Karl Haas has endeared himself to millions of radio listeners for his ``Adventures In Good Music'' program. Karl's program combines selections of classical music with his warm and informative commentaries. Karl's appeal reaches beyond the usual confines of classical music audiences. He likes to tell about the letters he gets from farmers who tune into his show on their transistor radios while driving their tractors. His large following also includes many who listen to the Armed Services Radio Network.

Karl Haas began his musical career as a concert pianist. He continues his concert tours and performed in 25 cities just last year. He also is author of the popular reference book, ``Inside Music.''

John Kuo Wei Tchen is a professional historian who has helped Americans discover the riches of immigrant culture through his prolific writings, lectures, media productions, and organizational efforts. As cofounder of New York's Chinatown History Museum, he's won praise all across the Nation for his innovative approaches to presenting community history.

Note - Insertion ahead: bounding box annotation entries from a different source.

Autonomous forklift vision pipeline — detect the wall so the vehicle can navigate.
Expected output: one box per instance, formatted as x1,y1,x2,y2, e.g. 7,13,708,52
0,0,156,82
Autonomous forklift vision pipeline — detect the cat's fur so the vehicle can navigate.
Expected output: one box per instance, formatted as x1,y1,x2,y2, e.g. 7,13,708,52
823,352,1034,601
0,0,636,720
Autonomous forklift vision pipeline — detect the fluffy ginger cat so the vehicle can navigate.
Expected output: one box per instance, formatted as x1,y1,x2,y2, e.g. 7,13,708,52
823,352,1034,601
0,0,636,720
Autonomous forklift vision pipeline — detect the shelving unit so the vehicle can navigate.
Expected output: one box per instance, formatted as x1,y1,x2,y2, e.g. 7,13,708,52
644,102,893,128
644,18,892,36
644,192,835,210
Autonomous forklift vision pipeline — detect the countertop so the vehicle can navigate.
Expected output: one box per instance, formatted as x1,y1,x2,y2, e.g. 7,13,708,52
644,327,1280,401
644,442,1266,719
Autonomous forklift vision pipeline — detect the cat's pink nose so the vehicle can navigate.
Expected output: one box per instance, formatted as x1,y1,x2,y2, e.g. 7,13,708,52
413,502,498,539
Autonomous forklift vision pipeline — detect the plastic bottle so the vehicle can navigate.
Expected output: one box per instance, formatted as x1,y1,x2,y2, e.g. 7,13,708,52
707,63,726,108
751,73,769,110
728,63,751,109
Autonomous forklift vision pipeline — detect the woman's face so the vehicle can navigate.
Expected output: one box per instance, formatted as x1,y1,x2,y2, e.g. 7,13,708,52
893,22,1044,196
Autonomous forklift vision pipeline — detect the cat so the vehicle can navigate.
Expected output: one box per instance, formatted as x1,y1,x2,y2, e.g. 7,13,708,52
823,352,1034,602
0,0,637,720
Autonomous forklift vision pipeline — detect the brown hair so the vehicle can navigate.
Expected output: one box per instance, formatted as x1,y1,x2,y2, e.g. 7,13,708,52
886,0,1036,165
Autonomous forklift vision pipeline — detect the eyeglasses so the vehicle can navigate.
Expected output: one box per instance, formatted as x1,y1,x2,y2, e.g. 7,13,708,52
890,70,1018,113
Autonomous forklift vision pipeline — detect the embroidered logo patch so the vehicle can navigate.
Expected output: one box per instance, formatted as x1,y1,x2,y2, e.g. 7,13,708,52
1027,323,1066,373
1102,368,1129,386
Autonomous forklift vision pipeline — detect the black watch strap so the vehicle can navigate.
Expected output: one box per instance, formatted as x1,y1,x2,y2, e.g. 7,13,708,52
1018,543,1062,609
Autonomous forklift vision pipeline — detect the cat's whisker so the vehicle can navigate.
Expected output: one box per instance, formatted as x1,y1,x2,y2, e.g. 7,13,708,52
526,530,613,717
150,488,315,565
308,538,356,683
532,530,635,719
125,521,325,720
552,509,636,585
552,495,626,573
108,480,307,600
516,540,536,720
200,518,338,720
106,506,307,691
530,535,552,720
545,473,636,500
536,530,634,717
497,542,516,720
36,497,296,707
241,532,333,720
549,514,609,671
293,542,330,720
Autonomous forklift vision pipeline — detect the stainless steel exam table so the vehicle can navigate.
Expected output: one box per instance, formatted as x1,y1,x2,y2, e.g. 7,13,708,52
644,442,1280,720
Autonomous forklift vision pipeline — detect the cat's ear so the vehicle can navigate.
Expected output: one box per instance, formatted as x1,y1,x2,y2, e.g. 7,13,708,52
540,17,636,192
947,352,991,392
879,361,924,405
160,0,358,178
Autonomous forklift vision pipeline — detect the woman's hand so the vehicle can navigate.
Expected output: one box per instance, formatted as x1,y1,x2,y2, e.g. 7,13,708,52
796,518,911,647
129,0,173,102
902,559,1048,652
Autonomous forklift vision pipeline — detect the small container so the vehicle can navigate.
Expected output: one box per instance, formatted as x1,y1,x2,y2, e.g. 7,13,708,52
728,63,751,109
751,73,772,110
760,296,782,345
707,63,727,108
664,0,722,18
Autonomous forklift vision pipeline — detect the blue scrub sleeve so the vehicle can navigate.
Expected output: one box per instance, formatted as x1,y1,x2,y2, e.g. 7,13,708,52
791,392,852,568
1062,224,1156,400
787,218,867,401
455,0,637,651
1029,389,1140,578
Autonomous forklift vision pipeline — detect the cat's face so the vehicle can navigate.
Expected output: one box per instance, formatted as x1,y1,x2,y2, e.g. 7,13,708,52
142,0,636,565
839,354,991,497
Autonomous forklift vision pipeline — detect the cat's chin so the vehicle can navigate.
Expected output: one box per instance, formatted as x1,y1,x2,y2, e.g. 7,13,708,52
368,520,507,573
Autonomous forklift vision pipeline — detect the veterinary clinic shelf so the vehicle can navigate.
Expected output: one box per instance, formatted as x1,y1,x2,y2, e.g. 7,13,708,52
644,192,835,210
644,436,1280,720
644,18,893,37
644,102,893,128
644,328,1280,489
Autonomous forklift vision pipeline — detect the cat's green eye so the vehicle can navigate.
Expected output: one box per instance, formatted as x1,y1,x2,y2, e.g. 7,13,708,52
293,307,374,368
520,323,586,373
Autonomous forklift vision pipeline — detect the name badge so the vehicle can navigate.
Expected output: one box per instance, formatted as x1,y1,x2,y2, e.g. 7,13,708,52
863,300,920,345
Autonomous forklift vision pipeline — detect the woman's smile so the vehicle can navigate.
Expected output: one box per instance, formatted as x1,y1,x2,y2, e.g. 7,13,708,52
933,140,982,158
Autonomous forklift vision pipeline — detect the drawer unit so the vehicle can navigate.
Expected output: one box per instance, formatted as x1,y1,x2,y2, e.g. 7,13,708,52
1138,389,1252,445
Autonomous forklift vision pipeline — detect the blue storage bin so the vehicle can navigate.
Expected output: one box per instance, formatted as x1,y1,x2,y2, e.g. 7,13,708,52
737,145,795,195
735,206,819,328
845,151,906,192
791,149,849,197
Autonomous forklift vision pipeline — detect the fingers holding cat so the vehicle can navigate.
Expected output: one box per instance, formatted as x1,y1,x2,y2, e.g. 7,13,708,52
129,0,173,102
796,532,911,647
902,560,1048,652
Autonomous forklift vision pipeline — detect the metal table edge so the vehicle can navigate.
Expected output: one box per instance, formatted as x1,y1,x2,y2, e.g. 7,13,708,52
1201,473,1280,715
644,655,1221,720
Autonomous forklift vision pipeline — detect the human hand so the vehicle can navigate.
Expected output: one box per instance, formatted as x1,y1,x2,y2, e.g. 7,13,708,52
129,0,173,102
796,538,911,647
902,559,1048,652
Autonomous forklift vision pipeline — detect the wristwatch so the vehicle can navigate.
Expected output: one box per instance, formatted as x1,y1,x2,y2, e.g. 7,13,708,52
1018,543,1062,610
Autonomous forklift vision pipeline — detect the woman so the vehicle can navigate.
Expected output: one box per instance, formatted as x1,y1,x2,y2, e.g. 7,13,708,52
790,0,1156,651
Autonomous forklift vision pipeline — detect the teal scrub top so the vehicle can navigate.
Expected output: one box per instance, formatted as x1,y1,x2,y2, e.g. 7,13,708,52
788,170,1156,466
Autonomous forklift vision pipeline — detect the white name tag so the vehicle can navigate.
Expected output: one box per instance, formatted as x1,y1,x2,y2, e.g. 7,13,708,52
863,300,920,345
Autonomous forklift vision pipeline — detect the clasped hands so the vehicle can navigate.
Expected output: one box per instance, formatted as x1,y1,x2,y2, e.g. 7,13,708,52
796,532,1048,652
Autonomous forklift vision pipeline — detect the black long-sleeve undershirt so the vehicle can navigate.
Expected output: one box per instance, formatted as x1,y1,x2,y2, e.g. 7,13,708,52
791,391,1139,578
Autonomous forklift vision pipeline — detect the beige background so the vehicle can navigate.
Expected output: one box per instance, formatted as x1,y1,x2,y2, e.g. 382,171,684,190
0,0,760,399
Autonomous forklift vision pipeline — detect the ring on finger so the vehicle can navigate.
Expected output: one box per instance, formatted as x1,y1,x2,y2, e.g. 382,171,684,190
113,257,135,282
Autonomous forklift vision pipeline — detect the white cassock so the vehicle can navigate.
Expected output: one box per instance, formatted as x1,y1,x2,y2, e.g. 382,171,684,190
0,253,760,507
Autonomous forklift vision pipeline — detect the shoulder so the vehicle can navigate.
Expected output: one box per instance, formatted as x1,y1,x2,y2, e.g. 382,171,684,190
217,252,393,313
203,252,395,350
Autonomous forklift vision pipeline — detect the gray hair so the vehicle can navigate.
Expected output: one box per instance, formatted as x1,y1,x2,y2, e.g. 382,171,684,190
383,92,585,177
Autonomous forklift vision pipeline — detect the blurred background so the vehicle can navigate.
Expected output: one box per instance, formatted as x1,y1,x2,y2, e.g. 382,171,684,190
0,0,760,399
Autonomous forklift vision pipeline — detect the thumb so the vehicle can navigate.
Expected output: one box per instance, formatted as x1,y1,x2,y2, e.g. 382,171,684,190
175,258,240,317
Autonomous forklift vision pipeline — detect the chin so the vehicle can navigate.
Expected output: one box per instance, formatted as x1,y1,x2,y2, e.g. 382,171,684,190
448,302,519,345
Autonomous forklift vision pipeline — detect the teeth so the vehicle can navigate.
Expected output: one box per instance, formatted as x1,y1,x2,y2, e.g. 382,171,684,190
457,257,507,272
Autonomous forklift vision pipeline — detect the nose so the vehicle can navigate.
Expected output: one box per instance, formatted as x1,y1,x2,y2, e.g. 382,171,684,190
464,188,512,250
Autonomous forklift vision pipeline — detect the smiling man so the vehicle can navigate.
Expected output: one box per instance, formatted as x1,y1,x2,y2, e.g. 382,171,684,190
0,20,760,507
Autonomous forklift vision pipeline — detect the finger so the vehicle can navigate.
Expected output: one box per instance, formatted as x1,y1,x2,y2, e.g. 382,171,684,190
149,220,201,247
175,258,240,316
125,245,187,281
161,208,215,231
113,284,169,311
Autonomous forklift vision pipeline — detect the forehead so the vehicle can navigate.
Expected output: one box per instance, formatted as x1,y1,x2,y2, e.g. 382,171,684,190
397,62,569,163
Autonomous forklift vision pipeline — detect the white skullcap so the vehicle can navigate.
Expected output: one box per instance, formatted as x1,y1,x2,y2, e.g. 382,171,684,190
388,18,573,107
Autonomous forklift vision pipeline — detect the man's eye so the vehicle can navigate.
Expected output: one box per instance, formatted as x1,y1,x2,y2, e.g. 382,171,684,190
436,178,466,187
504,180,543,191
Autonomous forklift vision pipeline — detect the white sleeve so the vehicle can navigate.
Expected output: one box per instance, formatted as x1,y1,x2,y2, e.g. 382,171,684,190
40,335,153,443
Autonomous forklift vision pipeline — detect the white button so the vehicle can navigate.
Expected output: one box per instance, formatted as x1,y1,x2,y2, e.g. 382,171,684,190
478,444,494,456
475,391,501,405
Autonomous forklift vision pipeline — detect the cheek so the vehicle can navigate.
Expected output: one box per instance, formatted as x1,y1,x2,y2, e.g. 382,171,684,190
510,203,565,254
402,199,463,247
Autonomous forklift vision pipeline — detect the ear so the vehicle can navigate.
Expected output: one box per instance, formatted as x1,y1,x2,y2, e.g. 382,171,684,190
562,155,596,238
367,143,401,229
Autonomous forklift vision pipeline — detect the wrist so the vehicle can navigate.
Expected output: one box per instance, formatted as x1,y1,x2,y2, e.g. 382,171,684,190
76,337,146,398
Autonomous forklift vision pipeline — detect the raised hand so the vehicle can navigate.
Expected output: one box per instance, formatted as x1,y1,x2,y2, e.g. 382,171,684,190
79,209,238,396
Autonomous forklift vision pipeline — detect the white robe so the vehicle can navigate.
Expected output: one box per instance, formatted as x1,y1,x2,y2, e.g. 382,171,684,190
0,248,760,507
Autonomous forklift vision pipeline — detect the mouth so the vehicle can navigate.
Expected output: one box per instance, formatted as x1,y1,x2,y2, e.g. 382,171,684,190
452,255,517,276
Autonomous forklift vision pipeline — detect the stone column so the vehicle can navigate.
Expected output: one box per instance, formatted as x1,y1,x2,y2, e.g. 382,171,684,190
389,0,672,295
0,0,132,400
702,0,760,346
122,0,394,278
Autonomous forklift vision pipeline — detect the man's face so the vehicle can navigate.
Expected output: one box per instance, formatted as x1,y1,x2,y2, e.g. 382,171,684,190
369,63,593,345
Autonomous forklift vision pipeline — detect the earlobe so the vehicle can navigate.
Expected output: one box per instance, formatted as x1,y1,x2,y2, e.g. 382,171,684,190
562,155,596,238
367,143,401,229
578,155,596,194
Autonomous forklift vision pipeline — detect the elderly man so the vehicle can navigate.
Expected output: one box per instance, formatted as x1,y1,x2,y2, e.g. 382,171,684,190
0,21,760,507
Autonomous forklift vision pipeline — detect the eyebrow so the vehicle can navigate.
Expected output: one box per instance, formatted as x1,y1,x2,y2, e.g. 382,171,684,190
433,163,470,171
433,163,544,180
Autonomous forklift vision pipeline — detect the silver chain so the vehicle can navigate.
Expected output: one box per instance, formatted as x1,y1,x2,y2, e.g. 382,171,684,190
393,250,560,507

He served 2 years as Chairman of the New York Council for the Humanities, and recently he was appointed to the Advisory Council of the Smithsonian. He wrote a prize-winning book on photographs of San Francisco's Chinatown.

And on behalf of all Americans, Barbara and I thank all of you for the commitment that you've shown to the humanities and to your fellow citizens. And may God bless you all.

And now, Chairman Cheney, if you will take over and instruct us as to how we present these well-deserved awards.

Chairman Cheney. I can do this, Mr. President, if you show me how the podium works. [Laughter]

The President. Yes. I don't want you to look like Queen Elizabeth. [Laughter]

[At this point, the President presented the awards.]

The President. Thank you all for coming. And congratulations once again to all the winners -- well-deserved. We're proud of you.

Note: The President spoke at 11:34 a.m. in the East Room at the White House. A tape was not available for verification of the content of these remarks.